In the context of machine learning for robotic control, using the predictions in a closed loop can affect the performance due to error propagation in real time [20]. Therefore, it was critical to evaluate the closed-loop performance of our system, using several conditions. We demonstrated that the deep-learning approach produces a similar stance interpolation factor compared to treadmill force plates during walking with haptic transparent control; these findings generalize for walking speeds between 0.14 and 0.47 m/s (Fig. 4). To
characterize the effect of the deep-learning predictions on the performance of the exoskeleton controller, we assessed both haptic rendering of nonzero impedance and haptic transparent modes during treadmill walking. Moreover, we evaluated the extent to which these results generalize to overground walking. During treadmill walking, mean interaction torque errors were similar between deep-learning predictions and treadmill force plate measurements. Evaluating the performance of the controller during more naturalistic, overground walking, the deep-learning predictions also facilitated similar interaction torque error profiles (Fig. 7A) and hip and knee kinematics (Fig. 7B).

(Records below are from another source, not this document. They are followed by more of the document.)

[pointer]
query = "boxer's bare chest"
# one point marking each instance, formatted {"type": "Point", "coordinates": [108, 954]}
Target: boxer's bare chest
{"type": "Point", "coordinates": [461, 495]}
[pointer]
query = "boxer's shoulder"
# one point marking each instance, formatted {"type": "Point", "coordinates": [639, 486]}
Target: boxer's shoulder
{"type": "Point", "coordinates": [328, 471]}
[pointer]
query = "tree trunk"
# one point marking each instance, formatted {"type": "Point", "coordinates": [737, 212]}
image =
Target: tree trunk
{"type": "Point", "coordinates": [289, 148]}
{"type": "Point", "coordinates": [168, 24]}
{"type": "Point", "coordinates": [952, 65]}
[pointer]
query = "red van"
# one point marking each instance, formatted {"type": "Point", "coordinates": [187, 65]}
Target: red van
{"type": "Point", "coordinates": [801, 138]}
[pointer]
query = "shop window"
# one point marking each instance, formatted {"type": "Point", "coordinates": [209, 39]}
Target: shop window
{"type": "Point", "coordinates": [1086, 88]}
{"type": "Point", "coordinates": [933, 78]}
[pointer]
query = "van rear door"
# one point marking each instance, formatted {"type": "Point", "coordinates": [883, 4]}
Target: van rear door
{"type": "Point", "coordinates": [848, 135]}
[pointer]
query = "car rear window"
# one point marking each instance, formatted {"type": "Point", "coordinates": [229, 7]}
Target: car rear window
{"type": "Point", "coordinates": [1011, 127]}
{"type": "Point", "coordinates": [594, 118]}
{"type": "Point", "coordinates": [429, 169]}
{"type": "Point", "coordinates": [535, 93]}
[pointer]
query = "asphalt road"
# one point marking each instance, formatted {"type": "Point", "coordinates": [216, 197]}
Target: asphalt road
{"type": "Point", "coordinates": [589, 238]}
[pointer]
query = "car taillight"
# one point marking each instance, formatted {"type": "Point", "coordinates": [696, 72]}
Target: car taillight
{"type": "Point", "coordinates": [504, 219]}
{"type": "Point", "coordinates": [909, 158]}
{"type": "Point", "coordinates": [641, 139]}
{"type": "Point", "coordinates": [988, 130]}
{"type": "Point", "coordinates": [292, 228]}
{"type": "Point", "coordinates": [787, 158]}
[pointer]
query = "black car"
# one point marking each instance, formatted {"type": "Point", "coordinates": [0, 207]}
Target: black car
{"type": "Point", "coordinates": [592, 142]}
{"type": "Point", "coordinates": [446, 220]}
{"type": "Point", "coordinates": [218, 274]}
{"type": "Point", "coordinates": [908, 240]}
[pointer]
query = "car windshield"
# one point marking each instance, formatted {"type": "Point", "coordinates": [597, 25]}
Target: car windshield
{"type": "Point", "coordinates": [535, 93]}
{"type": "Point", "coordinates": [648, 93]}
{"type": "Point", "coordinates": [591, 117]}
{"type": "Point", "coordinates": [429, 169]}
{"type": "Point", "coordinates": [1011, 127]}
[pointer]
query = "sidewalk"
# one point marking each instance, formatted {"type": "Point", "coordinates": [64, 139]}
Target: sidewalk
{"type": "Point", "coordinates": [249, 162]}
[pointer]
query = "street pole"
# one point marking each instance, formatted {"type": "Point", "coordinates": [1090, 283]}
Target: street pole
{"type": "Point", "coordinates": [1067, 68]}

While the overall performance of the exoskeleton controller was comparable when implementing our deeplearning predictions and ground reaction sensor values, we did observe a delay-like effect in the stance interpolation factor estimation which likely resulted in some performance discrepancies at specific phases of the gait cycle. Specifically, we observed a longer stance duration when walking with the deep-learning predictions at slower speeds (Fig. 4); this was associated with a longer transition between left and right single stance (i.e., double stance to swing).
During treadmill and overground walking, at the knee
joint, we observed higher interaction torque error at the beginning of the swing phase (around 60-70% of the cycle, Fig. 6A) with the deep-learning predictions. This increase in interaction torque error was more noticeable during overground walking, and also observed at the hip joint. In this condition, the use of crutches may have promoted additional lateral movement which was not measured by the exoskeleton [21].
For both treadmill and overground walking, the discrepancies in interaction torque errors relative to their respective ground truths could be due to the deep-learning model requiring users to change their kinematics before the stance interpolation factor changes. This is different from using force sensors, which can detect changes in weight distribution independent of kinematics recorded by the exoskeleton. One way to improve the detection of changes in weight distribution in the deep-learning model is to incorporate the frontal plane IMU angle of the backpack in addition to the sagittal plane angles from the backpack and joint encoders.